Flecker, R.1, D. I. M. Macdonald2
(1) Bristol University, Bristol, United Kingdom
(2) Department of Geology & Petroleum Geology, University of Aberdeen, Aberdeen,
United Kingdom
ABSTRACT: Topographic Control on Distal Deltaic Sedimentation in a Structurally Active Setting: the Mio-Pliocene Delta of the Palaeo-Amur, Sakhalin, Russian Far East
Distinctive sands deposited in the Mio-Pliocene palaeo-Amur delta crop out continuously
across much of northern Sakhalin. Tens of kilometres to the south, several small
fault-bound basins on the pre-existing Mesozoic accretionary complex also contain
palaeo-Amur deposits. Palinspastic restoration of the strike-slip faults shows that these
basins once occupied a frontal position relative to the delta. The fill of these basins
comprises biosiliceous and clastic sediments, punctuated by subaerial unconformities.
Facies and petrographic analysis suggests that the siliceous sediments are marine in
origin, but clastic derivation changed from coarse, local fluvial clastics to a Miocene
influx of fine-medium sand from the Amur. These data indicate that the palaeo-high was
affected by at least three major subsidence events from late Paleocene to end-Miocene
time.
Biosiliceous accumulation is normally interpreted as the result of high ocean productivity
in upwelling areas typically at a significant distance from a source of clastic sediment.

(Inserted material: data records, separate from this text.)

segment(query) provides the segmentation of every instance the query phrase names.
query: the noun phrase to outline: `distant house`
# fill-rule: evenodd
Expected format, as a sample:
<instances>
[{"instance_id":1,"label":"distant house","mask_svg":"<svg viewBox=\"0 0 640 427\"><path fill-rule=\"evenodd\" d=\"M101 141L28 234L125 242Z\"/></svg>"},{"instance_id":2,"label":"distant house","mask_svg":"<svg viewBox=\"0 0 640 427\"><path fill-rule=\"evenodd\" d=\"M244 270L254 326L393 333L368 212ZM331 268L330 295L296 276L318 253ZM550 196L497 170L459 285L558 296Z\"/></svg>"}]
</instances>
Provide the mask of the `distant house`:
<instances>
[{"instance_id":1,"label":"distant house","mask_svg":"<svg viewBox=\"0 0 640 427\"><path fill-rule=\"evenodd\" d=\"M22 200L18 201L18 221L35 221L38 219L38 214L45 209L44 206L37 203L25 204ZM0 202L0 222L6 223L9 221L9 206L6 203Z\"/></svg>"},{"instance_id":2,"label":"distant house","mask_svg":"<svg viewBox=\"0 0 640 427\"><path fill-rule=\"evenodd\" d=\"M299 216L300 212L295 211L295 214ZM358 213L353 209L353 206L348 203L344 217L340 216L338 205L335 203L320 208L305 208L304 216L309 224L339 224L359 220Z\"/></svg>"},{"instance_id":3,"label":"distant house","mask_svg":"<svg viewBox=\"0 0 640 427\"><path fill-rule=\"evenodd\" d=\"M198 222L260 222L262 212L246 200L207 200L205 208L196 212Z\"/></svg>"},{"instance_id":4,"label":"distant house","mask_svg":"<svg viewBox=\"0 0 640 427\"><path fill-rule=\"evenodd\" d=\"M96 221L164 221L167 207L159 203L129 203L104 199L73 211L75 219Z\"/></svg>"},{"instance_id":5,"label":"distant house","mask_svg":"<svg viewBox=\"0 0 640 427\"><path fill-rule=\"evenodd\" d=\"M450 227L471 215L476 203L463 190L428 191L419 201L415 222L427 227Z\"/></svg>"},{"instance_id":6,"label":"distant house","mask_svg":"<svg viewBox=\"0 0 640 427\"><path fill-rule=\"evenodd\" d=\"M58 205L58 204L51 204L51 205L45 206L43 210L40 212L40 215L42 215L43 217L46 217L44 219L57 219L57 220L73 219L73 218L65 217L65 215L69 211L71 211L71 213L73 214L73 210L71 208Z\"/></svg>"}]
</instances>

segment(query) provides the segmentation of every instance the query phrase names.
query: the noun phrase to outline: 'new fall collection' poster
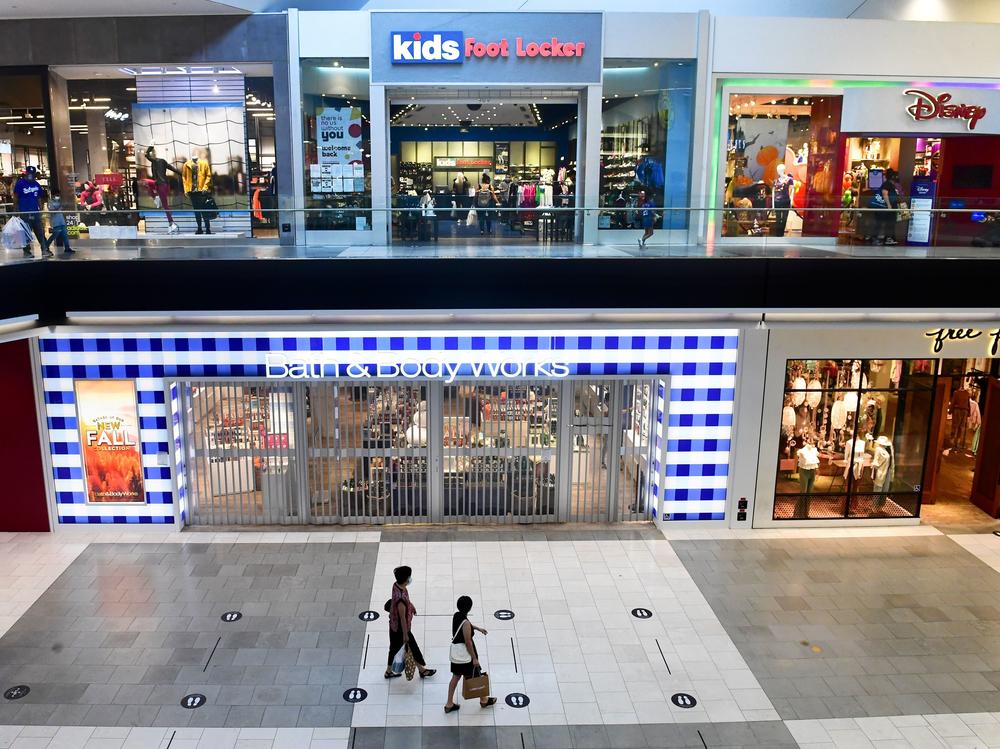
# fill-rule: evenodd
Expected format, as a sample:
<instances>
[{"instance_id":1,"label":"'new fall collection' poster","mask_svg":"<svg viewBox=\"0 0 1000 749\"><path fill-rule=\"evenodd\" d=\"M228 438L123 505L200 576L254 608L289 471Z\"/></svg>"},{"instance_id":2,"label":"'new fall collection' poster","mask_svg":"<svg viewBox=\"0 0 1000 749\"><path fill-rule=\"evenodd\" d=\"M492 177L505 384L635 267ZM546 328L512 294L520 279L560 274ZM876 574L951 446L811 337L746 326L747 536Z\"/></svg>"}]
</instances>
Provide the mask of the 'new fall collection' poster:
<instances>
[{"instance_id":1,"label":"'new fall collection' poster","mask_svg":"<svg viewBox=\"0 0 1000 749\"><path fill-rule=\"evenodd\" d=\"M132 380L77 380L76 414L88 502L146 501Z\"/></svg>"}]
</instances>

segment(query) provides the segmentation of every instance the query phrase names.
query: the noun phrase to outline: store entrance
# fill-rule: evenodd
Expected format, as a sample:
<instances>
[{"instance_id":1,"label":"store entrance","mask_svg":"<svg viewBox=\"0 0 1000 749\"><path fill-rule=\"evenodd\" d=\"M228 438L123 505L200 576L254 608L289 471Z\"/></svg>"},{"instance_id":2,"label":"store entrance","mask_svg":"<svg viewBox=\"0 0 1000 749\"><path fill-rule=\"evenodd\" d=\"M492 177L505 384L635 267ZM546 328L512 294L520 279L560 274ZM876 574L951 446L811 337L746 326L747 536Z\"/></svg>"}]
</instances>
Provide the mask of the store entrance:
<instances>
[{"instance_id":1,"label":"store entrance","mask_svg":"<svg viewBox=\"0 0 1000 749\"><path fill-rule=\"evenodd\" d=\"M1000 517L1000 359L944 359L921 517L980 526Z\"/></svg>"},{"instance_id":2,"label":"store entrance","mask_svg":"<svg viewBox=\"0 0 1000 749\"><path fill-rule=\"evenodd\" d=\"M392 90L393 241L574 241L578 118L571 90Z\"/></svg>"},{"instance_id":3,"label":"store entrance","mask_svg":"<svg viewBox=\"0 0 1000 749\"><path fill-rule=\"evenodd\" d=\"M650 520L665 392L645 379L185 382L186 521Z\"/></svg>"}]
</instances>

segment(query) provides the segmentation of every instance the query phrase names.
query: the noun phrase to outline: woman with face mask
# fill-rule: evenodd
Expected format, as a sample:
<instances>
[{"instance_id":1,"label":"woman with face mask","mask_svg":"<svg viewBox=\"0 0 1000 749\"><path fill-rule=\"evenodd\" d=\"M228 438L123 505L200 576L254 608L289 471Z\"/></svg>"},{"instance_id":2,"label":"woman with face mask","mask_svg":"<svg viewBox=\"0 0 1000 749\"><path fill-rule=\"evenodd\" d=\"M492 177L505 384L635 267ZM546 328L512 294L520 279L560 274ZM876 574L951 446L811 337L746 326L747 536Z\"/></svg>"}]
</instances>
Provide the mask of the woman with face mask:
<instances>
[{"instance_id":1,"label":"woman with face mask","mask_svg":"<svg viewBox=\"0 0 1000 749\"><path fill-rule=\"evenodd\" d=\"M427 668L423 653L420 652L420 646L417 645L417 641L410 631L413 617L417 613L417 607L410 603L410 593L408 591L410 583L413 582L413 570L406 566L397 567L392 571L392 574L396 578L396 582L393 583L392 598L388 602L389 660L385 669L385 678L395 679L398 676L402 676L402 674L397 674L392 670L392 659L396 655L396 652L403 645L406 645L413 655L413 660L417 663L417 668L420 670L420 678L426 679L428 676L433 676L437 673L437 670Z\"/></svg>"}]
</instances>

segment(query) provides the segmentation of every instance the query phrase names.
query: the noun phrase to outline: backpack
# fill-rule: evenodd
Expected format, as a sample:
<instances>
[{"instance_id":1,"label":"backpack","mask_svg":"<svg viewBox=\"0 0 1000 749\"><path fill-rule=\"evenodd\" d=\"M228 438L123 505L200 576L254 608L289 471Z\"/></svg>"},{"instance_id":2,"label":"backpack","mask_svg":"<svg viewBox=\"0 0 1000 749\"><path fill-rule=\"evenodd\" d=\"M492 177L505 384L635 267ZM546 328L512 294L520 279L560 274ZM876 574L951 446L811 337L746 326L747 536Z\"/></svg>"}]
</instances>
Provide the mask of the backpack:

Here, however, the alternation of subaerial unconformities, fluvial sediments and marine
siliceous units suggests that the biosiliceous facies does not represent remote marine
deposition, but accumulation on near-shore palaeohighs. Interaction between deltaic
sedimentation and siliceous accumulation on these highs results in an unusual mixed facies
that appears to indicate distal deltaic deposition in moderate water depths. The
sedimentation on the distal, eastern fringe of the Mio-Pliocene palaeo-Amur delta on
Sakhalin seems therefore to have been controlled by syn-depositional deformation on active
dextral strike-slip faults. These conclusions are supported by analogy with deposits of
the same age in the San Joaqin Basin (California).
AAPG Search and Discovery Article #90026©2004 AAPG Annual Meeting, Dallas, Texas, April 18-21, 2004.